I found this package while I am searching for rCCA implementation in R. I am trying to use tune.rcc.R to find the optimal lambda that maximize the output CV score.

As I read into the source code in tune.rcc.R, although I understand most part of the Mfold function inside tune.rcc.R, I have a question regarding the second last line:

cv.score = cor(xscore, yscore, use = "pairwise")

As far as I understand, the whole leave-one-out CV procedures is largely based on the definition in Leurgans et al. (1993). Here are some original wordings from P.729 of the article:

The cross-validation score of a is then defined to be the squared correlation of the n pairs of numbers … We then choose the value of a that maximizes this correlation.

My question is, should the cv.score be the squared correlation, or just correlation?
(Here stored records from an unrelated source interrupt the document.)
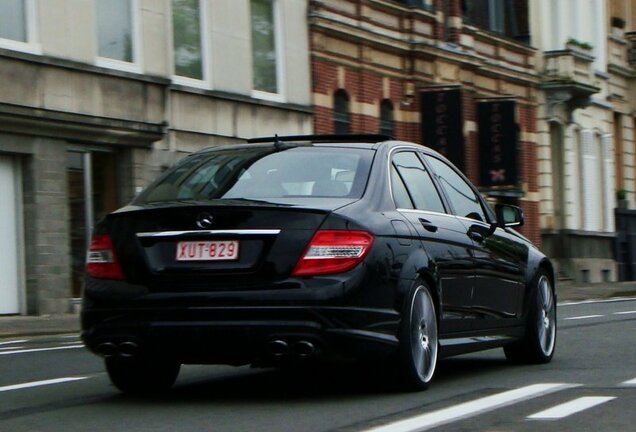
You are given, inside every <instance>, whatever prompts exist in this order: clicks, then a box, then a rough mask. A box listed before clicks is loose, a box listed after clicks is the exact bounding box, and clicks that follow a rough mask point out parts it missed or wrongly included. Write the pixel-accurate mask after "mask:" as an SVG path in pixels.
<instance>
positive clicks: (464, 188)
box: [426, 156, 486, 222]
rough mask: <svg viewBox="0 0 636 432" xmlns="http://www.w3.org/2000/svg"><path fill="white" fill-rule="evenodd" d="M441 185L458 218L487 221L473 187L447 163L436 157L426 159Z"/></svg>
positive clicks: (482, 209) (476, 194)
mask: <svg viewBox="0 0 636 432" xmlns="http://www.w3.org/2000/svg"><path fill="white" fill-rule="evenodd" d="M426 160H427V161H428V162H429V163H430V164H431V167H432V168H433V171H434V172H435V174H436V176H437V178H438V180H439V182H440V184H441V185H442V187H443V188H444V191H445V192H446V195H447V196H448V199H449V200H450V202H451V205H452V206H453V208H454V210H455V214H456V215H457V216H462V217H466V218H470V219H475V220H479V221H482V222H485V221H486V216H485V214H484V209H483V208H482V207H481V203H480V200H479V197H478V196H477V194H476V193H475V191H474V190H473V188H472V187H470V185H469V184H468V183H467V182H466V181H465V180H464V179H463V178H462V177H461V176H460V175H459V174H457V173H456V172H455V170H453V169H452V168H451V167H450V166H448V165H447V164H446V163H444V162H442V161H441V160H439V159H437V158H434V157H428V156H427V157H426Z"/></svg>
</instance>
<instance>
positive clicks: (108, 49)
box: [95, 0, 138, 70]
mask: <svg viewBox="0 0 636 432" xmlns="http://www.w3.org/2000/svg"><path fill="white" fill-rule="evenodd" d="M136 4H137V1H136V0H95V17H96V20H97V55H98V56H99V57H100V58H99V60H98V64H99V65H100V66H106V67H115V68H122V69H128V70H133V69H131V67H130V65H129V64H131V63H135V62H136V60H137V58H138V53H137V45H138V43H137V37H136V32H135V26H134V23H135V14H136ZM127 64H128V65H127Z"/></svg>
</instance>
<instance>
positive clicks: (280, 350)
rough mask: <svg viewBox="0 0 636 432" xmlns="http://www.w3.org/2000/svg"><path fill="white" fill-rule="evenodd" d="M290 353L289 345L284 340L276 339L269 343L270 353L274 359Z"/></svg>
mask: <svg viewBox="0 0 636 432" xmlns="http://www.w3.org/2000/svg"><path fill="white" fill-rule="evenodd" d="M288 351H289V345H288V344H287V342H285V341H284V340H280V339H276V340H273V341H271V342H270V343H269V352H270V353H271V354H272V355H273V356H274V357H282V356H284V355H285V354H287V352H288Z"/></svg>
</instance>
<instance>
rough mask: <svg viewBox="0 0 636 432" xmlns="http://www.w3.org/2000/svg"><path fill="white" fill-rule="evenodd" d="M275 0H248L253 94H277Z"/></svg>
mask: <svg viewBox="0 0 636 432" xmlns="http://www.w3.org/2000/svg"><path fill="white" fill-rule="evenodd" d="M276 4H277V1H276V0H251V12H252V72H253V83H252V84H253V87H254V91H255V92H257V96H264V95H266V94H270V95H271V94H275V95H276V94H280V93H281V92H280V79H279V77H280V67H281V61H280V59H279V53H280V52H281V47H280V46H279V45H280V43H279V38H278V33H277V25H278V23H277V19H276V15H277V14H276Z"/></svg>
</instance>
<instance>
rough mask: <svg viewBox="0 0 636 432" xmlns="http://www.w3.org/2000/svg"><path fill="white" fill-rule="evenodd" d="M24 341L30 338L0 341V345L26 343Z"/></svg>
mask: <svg viewBox="0 0 636 432" xmlns="http://www.w3.org/2000/svg"><path fill="white" fill-rule="evenodd" d="M24 342H28V339H20V340H14V341H6V342H0V345H15V344H19V343H24Z"/></svg>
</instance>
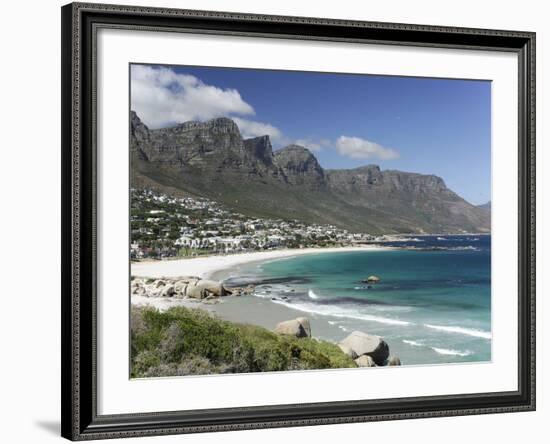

Sorry in advance if I misunderstood the 1993 article since my mathematical background is not very good.

Appreciate any response, thanks!

References
Leurgans, S. E., Moyeed, R. A., & Silverman, B. W. (1993). Canonical correlation analysis when the data are curves. Journal of the Royal Statistical Society, 55(3), 725–740.

hi @neurothew,

You want the correlation to be positive, which is what the CCA will try to do anyway, so I think it makes no difference.
If the tuning is too cumbersome, you can have a look at the argument method = 'shrinkage' directly in rcc(). It will not calculate the best lambda per component but across all components.

Kim-Anh

Hi @kimanh.lecao, thanks for your reply!

I am asking the question because in my case, at certain lambda the correlation would be negative and larger in value (e.g. -0.6) but the algorithm would automatically find the largest positive correlation over the grid (e.g. 0.3).

If we follow the logic of “squared correlation” then it will become 0.36 vs. 0.09, which the first case (cor = -0.6) would be selected. That makes me confused.

Matthew

@neurothew,

I see … it could be just in this tuning function, although it is awkward to me that the correlation would be negative to start with. How about you run for those lambda values an rcc and look at the sample plots to see if they are inverted?

We are not able to look into the code at the moment (no developer), and mixOmics focuses more on PLS than CCA (which you could try with PLS canonical mode).

Kim-Anh